そうだ、これレースゲームだけど、どうやったらクリアってことにする?」
美子が尋ねた。
「んーどうせ難易度高いんでしょ? 一回でも一位取ったらクリアでいいんじゃないの?」
「ええ? ちょっと甘すぎないか?」
「甘いかどうかはやってみて判断しましょう」
「それもそうか……えー、次はコース選択か」
「初っぱなだし、このただの楕円形のコースでいいんじゃないの?」
「いや」
「それじゃあ、面白くない」
「うぉい! ウチのセリフ取るな!」
「……あのねぇ、わざわざ難易度高くしてどうするのよ」
「ちちち、ゲームをやる上で大切なのはただクリアすることじゃないのさ」
「……その心は?」
「どれだけ楽しんでクリアするかが大切なんだよ!」
「あっそう」
「……おかしいなぁ。いいこと言ったつもりなんだけど」
「バカ言ってないでさっさと決めてちょうだい」
「分かったよ。じゃあランダムで」
「いや、分かってねぇ! 変なのに決まったらどうするの……」
『毒沼トゲ山地獄コースに決まりました』
「あー、ほらぁ変なのになった」
「関係ねぇよ、地獄だろうが天国だろうが走り抜けてやる!」
「すごい自信ね。あんたレースゲーム得意なの?」
「いや、今日初めてやるけど」
「……今日は長くなりそうね」
「よし、レース開始だ。ぶっちぎるぜ」
「私達をのマシンを含んで4台でのレースね。頼んだわよ、美子」
「ああ、ビギナーズラックを期待していろよ」
「……本当に初レースゲーなのね。あ、カウント始まったわよ」
『2……1……スタート!』
「よし! 行くぜぇ……ってええ!」
スタート直後、美子のマシンの前を二台のマシンがぶっちぎっていった。
「いやいや、速すぎでしょ。 何? ロケットスタート?」
「……マシンの性能の差ってやつかしら? どうやらハズレを選んだっぽいわね」
「あれ? でも二台ってことは残り一台は?」
「画面下の小枠にノロノロ走っているのが映っているけど」
「……マシンの性能差ありすぎだろ。
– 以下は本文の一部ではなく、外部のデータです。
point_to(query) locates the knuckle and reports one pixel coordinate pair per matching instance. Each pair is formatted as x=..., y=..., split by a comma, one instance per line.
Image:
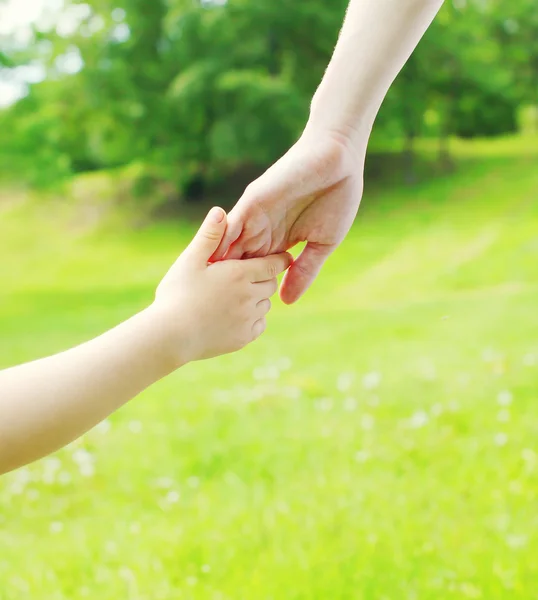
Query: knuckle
x=237, y=273
x=272, y=270
x=212, y=235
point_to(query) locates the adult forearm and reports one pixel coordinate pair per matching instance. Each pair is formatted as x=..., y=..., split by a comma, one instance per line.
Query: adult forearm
x=50, y=402
x=376, y=40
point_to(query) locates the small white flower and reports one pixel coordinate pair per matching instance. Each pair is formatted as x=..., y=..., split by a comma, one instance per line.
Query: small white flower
x=293, y=393
x=371, y=380
x=516, y=541
x=419, y=419
x=325, y=404
x=464, y=379
x=453, y=406
x=362, y=456
x=503, y=415
x=500, y=439
x=437, y=410
x=529, y=360
x=528, y=455
x=172, y=497
x=428, y=370
x=367, y=422
x=56, y=527
x=505, y=397
x=134, y=528
x=344, y=382
x=164, y=482
x=193, y=482
x=350, y=404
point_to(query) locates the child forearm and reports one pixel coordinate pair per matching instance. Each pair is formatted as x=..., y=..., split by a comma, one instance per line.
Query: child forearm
x=50, y=402
x=376, y=40
x=200, y=310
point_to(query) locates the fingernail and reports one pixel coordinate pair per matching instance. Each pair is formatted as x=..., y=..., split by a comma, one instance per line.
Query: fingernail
x=216, y=215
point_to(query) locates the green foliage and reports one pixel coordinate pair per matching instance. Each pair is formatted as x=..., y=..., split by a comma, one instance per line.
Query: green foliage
x=379, y=441
x=196, y=90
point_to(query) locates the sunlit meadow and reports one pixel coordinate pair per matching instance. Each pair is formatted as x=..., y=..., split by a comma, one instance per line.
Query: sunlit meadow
x=380, y=441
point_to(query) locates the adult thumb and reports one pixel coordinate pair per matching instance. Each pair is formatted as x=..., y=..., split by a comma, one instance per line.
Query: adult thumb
x=209, y=236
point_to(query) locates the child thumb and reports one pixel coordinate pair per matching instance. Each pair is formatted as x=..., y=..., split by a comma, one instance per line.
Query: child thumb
x=209, y=236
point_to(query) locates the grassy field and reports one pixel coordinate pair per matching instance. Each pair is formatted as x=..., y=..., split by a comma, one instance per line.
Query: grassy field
x=380, y=442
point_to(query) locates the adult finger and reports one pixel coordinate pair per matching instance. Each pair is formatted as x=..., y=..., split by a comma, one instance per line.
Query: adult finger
x=268, y=267
x=209, y=236
x=265, y=289
x=232, y=234
x=263, y=307
x=303, y=271
x=258, y=328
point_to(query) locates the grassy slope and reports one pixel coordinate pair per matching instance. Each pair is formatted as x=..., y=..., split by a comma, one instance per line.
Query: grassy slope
x=380, y=442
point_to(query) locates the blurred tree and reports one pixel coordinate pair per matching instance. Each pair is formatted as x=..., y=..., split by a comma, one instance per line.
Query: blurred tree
x=196, y=89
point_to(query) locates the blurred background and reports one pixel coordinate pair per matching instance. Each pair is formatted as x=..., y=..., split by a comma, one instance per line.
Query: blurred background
x=380, y=440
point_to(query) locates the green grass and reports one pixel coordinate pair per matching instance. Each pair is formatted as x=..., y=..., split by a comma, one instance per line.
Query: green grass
x=380, y=441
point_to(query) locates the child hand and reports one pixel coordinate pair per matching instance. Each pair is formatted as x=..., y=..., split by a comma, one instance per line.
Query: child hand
x=210, y=309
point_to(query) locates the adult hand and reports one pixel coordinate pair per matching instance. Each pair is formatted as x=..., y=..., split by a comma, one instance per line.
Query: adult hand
x=311, y=194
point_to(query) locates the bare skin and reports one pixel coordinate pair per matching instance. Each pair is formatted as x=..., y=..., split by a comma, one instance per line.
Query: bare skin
x=200, y=310
x=313, y=192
まあ、とにかく走るしかないな」
「不味いな、全然姿が見えない。これ追い付けるのか?」
「んーかなり厳しいわね……あれ?」
「どうした?」
「順位が二位になってるわ」
「え!……本当だ。いつ抜かしたんだ?」
「……抜かしたマシンはどうやら毒沼にはまったようね。画面下の小枠に無様な姿が映ってるわ」
「よっしゃあ! 地の利を得たな」
「いやまったく得てないから。あんたも毒沼にはまったら同じこと……」
『ボチャッ』
「あっ」
「おぅい! いってるそばから!」
美子のマシンが毒沼で犬かきをしている横を、先程抜かしたマシンが駆け抜けていった。